Continuing into the very delicate and intensely thought provoking subject of sexuality – ‘Where Do We Begin Now,’ delivers a strong provocative narrative with a beautiful effect, reflecting on bonding romantically with another woman. Streams of harp inspired tones hush as Alicia almost whispers on the heartbeat induced rhythmic piano, demonstrating with honesty the allurement of and uncertainty with a relationship like this.
Cooking the two together, the political with the personal, Alicia closes with ‘Holy War’, speaking on the unimaginable things that take place during wars and how numb we as humanity have become to it. “What if sex was holy and war was obscene, And it wasn’t twisted,” It qualifies as a moment where Alicia embodies what she needed to be as an artist, “ready to be the Nina I was born to be. To be the Lennon I was born to be. To speak on what’s happening.”
Essentially ‘Here’ is a fierce depiction represented as a sonic gospel of our current times fuelled with oppression of African Americans. From the calm and warming ‘More Than We Know’ to the soulful rendition of ‘Hallelujah’, Alicia appears to be seeking redemption, as she spotlights many issues from the refugee epidemic in Syria to police brutality and the “school-to-prison pipeline” for young black men.
The whole album breeds a sense of joy and hope, giving space for healing to take place. This is Alicia’s most explicitly personal body of work, vocal about human injustices, vocal about self-love, self-image and empowerment.
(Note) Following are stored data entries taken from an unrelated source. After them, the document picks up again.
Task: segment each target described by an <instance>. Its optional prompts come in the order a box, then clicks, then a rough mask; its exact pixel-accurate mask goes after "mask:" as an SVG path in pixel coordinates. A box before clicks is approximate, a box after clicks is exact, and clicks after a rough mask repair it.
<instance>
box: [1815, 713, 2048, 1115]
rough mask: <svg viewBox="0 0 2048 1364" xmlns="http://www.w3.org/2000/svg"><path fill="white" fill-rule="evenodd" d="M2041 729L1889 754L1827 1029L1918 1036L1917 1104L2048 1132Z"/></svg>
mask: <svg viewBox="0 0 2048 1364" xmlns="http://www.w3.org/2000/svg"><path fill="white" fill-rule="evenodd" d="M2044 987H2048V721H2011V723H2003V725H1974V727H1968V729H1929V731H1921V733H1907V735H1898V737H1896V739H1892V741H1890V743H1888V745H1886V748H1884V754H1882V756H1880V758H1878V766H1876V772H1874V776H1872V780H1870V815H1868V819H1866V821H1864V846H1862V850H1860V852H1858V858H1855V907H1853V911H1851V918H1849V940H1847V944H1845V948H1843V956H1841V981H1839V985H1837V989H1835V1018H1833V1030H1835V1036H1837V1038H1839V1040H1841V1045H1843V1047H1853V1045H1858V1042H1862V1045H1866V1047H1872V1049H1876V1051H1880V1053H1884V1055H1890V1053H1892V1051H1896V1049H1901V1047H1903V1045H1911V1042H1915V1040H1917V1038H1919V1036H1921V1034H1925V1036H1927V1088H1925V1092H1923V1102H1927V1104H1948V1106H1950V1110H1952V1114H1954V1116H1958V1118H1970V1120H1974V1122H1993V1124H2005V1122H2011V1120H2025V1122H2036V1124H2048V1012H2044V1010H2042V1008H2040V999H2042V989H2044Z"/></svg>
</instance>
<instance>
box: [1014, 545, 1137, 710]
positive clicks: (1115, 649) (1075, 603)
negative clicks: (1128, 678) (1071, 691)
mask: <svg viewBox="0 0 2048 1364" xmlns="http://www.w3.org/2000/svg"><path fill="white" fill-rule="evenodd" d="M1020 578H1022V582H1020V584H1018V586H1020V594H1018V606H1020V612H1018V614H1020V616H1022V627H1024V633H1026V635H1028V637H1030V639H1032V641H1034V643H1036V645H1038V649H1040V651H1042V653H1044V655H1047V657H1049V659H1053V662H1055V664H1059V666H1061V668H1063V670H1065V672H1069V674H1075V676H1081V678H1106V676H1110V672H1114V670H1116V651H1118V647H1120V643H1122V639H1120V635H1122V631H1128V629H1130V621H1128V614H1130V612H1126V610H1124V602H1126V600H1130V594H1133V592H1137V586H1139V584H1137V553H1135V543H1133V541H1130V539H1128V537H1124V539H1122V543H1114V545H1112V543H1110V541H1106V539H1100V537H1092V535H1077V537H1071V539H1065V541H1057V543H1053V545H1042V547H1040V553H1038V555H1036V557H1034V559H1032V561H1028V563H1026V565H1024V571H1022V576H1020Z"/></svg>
Raising many issues and leading with her unique empathic attributes, this is Alicia Keys shining a different musical light that we’ve not quite experienced before. Alicia unmasks the veil that’s been desperately covering the real issues that plague America and attacks them poignantly in a melodic yet risky way but one that’s worthy. It is a unified political awakening, that airs out her frustrations with grace.
The compositions by far exceed the generic hip-hop and R&B formats exploring different variations of sound albeit staying true to her core and paying homage to her city. Alicia Keys brings it back on ‘Here’, challenging every listener with the idea of change, of owning your truth and where you begin in your journey to being truly free.